I have enquired carefully into the matter. Mr. Stephen Kane was arrested on the 20th September in a building which was searched by the police and in which seditious documents were found. He was brought to the police barracks, and there detained for some hours pending enquiry. He was not asked to resign membership of the Transport and General Workers' Union, and I understand has at no time had any connection with that body. The statements as to his having been kept in the street beaten to the ground with rifle butts, or frequently assaulted, are entirely untrue.

Mr. F. ROBERTS

asked the Chief Secretary for Ireland whether any inquiry has been held into the action of the police on 22nd September, 1920, in seizing Mr. Daniel Lehane, of Lahinch, county Clare, firing several shots over his head, and finally bayonetting him in the throat in consequence of his refusal to disclose the whereabouts of his son; and whether the police later discovered his son and murdered him, throwing his dead body into the flames of his father's house?

Sir H. GREENWOOD

The troubles at Lahinch following the ambush in which six policemen were murdered by expanding bullets near Ennistymon are still under enquiry, and I cannot at present add anything to my statement in Debate in the House on the 20th instant.

Mr. DEVLIN

asked the Chief Secretary for Ireland whether his attention has been called to the following happenings in Co. Tipperary; whether, on the morning of Tuesday, 26th October, uniformed men entered the house of Michael Ryan, of Curraghduff, and shot him dead, the body being riddled with bullets; whether at the house of John Kinane uniformed men ordered Mr.

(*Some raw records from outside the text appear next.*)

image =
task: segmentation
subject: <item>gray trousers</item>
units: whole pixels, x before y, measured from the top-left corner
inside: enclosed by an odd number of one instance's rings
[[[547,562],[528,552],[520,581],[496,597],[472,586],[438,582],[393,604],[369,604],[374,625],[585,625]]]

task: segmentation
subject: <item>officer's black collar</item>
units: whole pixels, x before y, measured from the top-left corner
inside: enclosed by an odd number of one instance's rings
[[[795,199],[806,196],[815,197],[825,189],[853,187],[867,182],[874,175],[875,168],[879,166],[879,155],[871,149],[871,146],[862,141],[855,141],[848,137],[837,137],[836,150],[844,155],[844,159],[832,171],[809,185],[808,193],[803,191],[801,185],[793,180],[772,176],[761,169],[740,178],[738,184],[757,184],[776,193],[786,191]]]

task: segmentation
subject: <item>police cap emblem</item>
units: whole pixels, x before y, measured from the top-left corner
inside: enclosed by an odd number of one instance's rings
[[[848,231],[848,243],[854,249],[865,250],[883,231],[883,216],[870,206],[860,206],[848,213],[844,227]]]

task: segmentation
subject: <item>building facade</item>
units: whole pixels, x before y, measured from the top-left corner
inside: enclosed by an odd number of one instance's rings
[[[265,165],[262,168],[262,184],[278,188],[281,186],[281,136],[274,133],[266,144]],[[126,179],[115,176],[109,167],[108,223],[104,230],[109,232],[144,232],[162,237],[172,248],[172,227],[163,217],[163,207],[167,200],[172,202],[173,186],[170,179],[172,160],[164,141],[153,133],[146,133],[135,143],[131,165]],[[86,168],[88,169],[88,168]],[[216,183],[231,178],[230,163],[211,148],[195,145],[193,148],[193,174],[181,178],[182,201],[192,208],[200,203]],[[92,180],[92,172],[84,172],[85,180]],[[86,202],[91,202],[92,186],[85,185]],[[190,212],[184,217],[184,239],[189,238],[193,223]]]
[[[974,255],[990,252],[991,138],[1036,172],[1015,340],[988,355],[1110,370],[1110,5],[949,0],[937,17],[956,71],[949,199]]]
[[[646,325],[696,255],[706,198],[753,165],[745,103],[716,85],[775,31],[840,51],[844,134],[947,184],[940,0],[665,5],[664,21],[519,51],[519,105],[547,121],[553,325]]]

Kinane's two sons out of bed and said they were to be shot; when they were kneeling in the yard each covered by two revolvers the two brothers sprang up and escaped, one of them escaping to safety whilst the other was found in a field five hours later with two wounds; whether the house of a man named Gleeson, in the same district, was visited at about half-past three in the morning and James Gleeson inquired for, who was not present; whether an argument was going on between the father and the uniformed visitors when another son, a lad named Willie, called out from his bed, "Let them shoot me, father, instead of you," and one of the assailants said, "That is not the man," but on another one exclaiming, "He will do," the lad was dragged from his bed in his shirt, taken 200 yards from the house, and shot dead; and whether he will order a full and searching inquiry into these outrages?

Sir H. GREENWOOD

My attention has been drawn to these tragic occurrences, but pending the result of the military inquiry in lieu of inquest in each case I am not in a position to make any statement.